Но Гончаров поступил иначе: взявши такой драматический сюжет, который требует непременно глубокого и свободного анализа, он посмотрел на этот сюжет с точки зрения узенькой морали; он не увидел в этом сюжете ничего, кроме греховного падения Веры, и из такого богатого сюжета, в котором могла бы развернуться старая жизнь перед нами во всей своей трагичности, он вздумал сделать нравоучительную повесть о том, как дурно поступают девушки, которые не слушаются старших и дают свободу своей воле и своим страстям. Сузивши, таким образом, богатый сюжет, Гончаров по необходимости должен был поставить Веру между двумя началами, злым и добрым, причем злое начало в виде обольстителя тянет Веру на дно обрыва, а доброе в виде Тушина – тянет вверх на путь спасения и благонравия. Мы знаем, что Гончаров не в первый раз поступает таким образом. Ведь и Ольга в «Обломове» точно так же рисуется перед нами между двумя противоположными началами: началом лености в виде Обломова и деятельности в виде Штольца. Гончаров до сих пор сохраняет архаическую манеру живописцев дорафаэлевского периода – располагать фигуры в картине симметрически по прямым линиям. Но так как противоположные нравственные начала олицетворяются в романе в виде различных любовников, между которыми Вера колеблется, не зная, кому отдать преимущество, то этим самым она обращается из титанической натуры в слабую, нерешительную нервную барышню, которая, как мы выше заметили, кокетничает и с одним, и с другим, и с третьим, а Тушина оценивает только тогда, когда дело приходится плохо.

IX

Вообще нужно заметить, что во всех решительных драматических моментах романа вы не оберетесь нелепостей самого первого сорта. У Гончарова замечается какая-то фатальная способность изображать трагический пафос своих героев в таком комическом виде, что вместо трагического чувства в вас возбуждается истерический хохот. Посмотрите вы, например, на этого Райского, который в ревнивом бешенстве, как сумасшедший, мечется по саду во время сцены в беседке, вопит в ярости: мщения, мщения!.. натыкаясь на Полину Карповну, вертит ее, как куклу, произнося несвязные речи, и бросает потом в траву с криком: «Прочь, гадина!» Посмотрите вы на этого учителя Козлова, который, после того как жена ему изменила и уехала от него, все смотрит на дорогу, ожидая ее возвращения, и каждого мужика, едущего в телеге, принимает за возвращающуюся супругу.
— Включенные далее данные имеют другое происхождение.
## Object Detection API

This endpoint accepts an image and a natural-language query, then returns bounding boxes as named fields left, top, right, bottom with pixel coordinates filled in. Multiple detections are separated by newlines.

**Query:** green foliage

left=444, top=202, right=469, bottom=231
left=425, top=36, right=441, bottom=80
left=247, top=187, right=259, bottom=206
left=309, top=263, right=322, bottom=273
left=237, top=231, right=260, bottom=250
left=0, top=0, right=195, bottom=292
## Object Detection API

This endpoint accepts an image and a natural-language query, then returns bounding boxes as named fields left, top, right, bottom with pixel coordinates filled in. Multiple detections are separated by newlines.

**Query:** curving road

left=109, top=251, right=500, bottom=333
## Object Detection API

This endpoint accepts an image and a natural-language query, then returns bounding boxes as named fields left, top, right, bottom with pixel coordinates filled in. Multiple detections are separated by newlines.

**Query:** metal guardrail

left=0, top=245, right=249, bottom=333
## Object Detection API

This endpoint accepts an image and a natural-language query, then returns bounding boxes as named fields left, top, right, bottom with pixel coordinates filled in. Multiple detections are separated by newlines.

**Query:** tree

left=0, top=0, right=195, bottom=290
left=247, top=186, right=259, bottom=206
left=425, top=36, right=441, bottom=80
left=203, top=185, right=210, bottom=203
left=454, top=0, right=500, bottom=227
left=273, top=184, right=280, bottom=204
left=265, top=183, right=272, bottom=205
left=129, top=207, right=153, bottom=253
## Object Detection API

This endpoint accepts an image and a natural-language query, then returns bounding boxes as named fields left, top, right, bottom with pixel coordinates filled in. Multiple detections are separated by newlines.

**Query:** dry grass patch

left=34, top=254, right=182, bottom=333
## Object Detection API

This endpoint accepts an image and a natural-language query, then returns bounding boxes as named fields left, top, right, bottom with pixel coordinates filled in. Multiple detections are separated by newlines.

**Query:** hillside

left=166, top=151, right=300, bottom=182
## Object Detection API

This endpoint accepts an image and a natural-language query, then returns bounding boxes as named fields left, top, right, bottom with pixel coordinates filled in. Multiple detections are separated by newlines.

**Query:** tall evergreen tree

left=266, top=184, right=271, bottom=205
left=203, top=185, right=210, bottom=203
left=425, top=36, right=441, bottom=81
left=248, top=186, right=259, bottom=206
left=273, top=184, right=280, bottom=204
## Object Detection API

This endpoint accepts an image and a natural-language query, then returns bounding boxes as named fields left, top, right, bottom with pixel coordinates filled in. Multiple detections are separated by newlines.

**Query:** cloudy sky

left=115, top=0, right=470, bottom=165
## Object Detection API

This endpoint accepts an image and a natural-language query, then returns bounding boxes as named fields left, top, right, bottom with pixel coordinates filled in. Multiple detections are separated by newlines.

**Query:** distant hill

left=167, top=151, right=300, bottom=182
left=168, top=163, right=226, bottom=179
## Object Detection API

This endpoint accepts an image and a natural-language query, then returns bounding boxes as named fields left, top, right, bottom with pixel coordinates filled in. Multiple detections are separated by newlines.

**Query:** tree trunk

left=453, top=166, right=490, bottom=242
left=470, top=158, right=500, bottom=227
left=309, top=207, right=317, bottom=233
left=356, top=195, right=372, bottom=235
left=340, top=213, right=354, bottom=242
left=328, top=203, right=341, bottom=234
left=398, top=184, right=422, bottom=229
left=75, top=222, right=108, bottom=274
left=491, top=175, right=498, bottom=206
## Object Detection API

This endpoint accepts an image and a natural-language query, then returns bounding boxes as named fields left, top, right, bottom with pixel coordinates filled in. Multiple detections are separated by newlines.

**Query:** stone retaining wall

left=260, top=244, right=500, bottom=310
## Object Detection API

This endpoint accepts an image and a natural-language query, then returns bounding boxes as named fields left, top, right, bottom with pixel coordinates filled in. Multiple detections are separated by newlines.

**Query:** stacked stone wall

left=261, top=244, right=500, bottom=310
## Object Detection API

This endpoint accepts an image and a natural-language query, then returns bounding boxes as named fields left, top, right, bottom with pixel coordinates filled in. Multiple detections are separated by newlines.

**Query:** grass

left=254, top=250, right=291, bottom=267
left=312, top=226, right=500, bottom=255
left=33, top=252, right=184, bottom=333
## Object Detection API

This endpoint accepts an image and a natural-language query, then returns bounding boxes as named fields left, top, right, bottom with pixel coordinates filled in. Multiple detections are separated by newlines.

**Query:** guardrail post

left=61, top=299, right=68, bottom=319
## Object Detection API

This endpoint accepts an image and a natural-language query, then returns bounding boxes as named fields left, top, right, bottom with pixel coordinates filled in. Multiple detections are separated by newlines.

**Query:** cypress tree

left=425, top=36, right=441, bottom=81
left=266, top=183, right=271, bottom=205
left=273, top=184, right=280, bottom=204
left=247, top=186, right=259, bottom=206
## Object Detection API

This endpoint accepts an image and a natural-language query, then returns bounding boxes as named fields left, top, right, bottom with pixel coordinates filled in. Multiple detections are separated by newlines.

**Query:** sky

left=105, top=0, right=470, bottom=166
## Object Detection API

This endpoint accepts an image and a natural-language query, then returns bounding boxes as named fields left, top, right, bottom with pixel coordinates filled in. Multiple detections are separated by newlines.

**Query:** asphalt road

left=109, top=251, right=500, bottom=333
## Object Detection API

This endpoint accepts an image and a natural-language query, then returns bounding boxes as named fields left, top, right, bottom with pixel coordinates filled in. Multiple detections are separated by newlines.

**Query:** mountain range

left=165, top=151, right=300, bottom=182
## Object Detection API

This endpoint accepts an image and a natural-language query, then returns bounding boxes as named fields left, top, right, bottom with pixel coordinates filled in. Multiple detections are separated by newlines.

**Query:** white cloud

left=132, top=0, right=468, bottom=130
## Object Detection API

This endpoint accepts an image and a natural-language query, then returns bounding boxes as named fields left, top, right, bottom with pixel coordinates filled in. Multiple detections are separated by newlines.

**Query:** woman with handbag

А что сделал Гончаров с бабушкой Татьяной Марковной, уму непостижимо. Он заставил ее после падения Веры несколько дней пробродить по усадьбе в трагическом пафосе, напоминающем сцену лунатизма леди Макбет. К ужасу всех дворовых она ходила, ходила, ходила по саду, по полям, ломая руки и приговаривая: мой грех, мой грех!.. А за ней бегал Райский с кружкой молока, которую желал поднести ей, опасаясь, чтоб она не умерла с голоду.